Five former paper mill workers win legal battle over redundancy claims

The workers claimed they were made redundant without a proper 45-day consultation.

Five former workers at an Aberdeen paper mill have won a legal battle over claims they were made redundant without being properly consulted.

Stoneywood Mill went into administration last year after rising energy costs and pressures from both the Covid-19 pandemic and Brexit.

The 250-year-old mill has had a troubled past, receiving £12m in public funding in 2019 in a bid to keep it afloat

However last September, 300 employees were told they no longer had jobs.

It has now been confirmed that five former workers have won legal action after claiming they were made redundant without a proper 45-day consultation.

The five workers – whose jobs were in finance and IT – will now be entitled to compensation, capped at eight weeks wages.

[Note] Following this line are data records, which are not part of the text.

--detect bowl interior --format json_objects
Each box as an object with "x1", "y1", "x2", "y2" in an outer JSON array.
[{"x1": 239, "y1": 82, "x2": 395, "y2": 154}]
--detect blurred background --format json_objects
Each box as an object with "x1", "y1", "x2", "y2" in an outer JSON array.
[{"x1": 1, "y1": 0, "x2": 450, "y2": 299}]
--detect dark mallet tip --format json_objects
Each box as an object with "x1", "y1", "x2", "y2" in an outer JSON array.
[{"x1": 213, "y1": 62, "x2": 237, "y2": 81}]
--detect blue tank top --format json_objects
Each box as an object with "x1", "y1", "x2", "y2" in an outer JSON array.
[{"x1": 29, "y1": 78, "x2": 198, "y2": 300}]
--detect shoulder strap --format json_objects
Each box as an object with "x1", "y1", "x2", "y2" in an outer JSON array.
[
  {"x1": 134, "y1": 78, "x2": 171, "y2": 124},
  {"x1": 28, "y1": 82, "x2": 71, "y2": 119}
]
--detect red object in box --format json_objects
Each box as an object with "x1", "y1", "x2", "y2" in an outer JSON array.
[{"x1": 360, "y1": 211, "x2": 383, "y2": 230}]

A separate decision on a mass legal action on the same consultation period is expected ‘imminently’ involving around 300 workers.

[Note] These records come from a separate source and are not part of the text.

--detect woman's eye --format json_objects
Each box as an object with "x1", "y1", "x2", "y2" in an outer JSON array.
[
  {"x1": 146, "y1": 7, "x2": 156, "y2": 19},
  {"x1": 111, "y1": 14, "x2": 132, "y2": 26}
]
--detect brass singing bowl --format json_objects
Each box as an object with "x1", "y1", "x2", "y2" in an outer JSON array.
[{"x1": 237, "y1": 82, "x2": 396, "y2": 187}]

Paul Kissen, from Thompsons Solicitors Scotland, told STV News: “This claim is for something called a protective award. And this happens when you’ve got a collective redundancy situation.

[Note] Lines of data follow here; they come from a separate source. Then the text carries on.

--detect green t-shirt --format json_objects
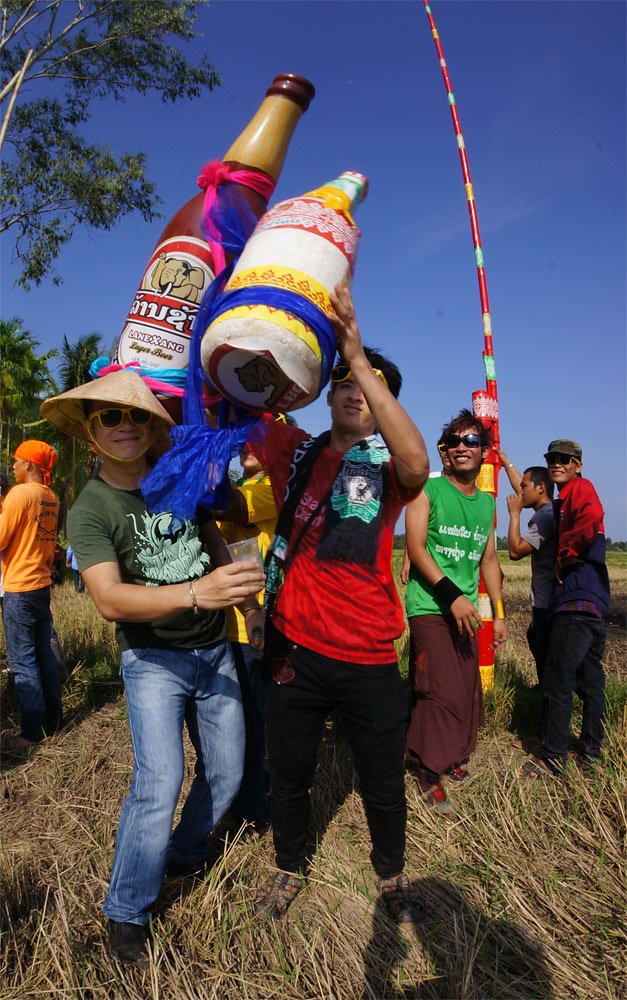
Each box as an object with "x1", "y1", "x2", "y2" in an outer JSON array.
[
  {"x1": 67, "y1": 477, "x2": 225, "y2": 651},
  {"x1": 406, "y1": 475, "x2": 495, "y2": 617}
]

“Employers have got a duty when they’re going to dismiss 20 or more people all at once to carry out a collective consultation process before they effect those redundancies. And in this case the company failed to do that.

“And what the employees should be awarded, all of them, is 90 days pay. What that means in reality is they will all get eight weeks pay, which is the maximum that the redundancy payment service will pay out, which is the government.”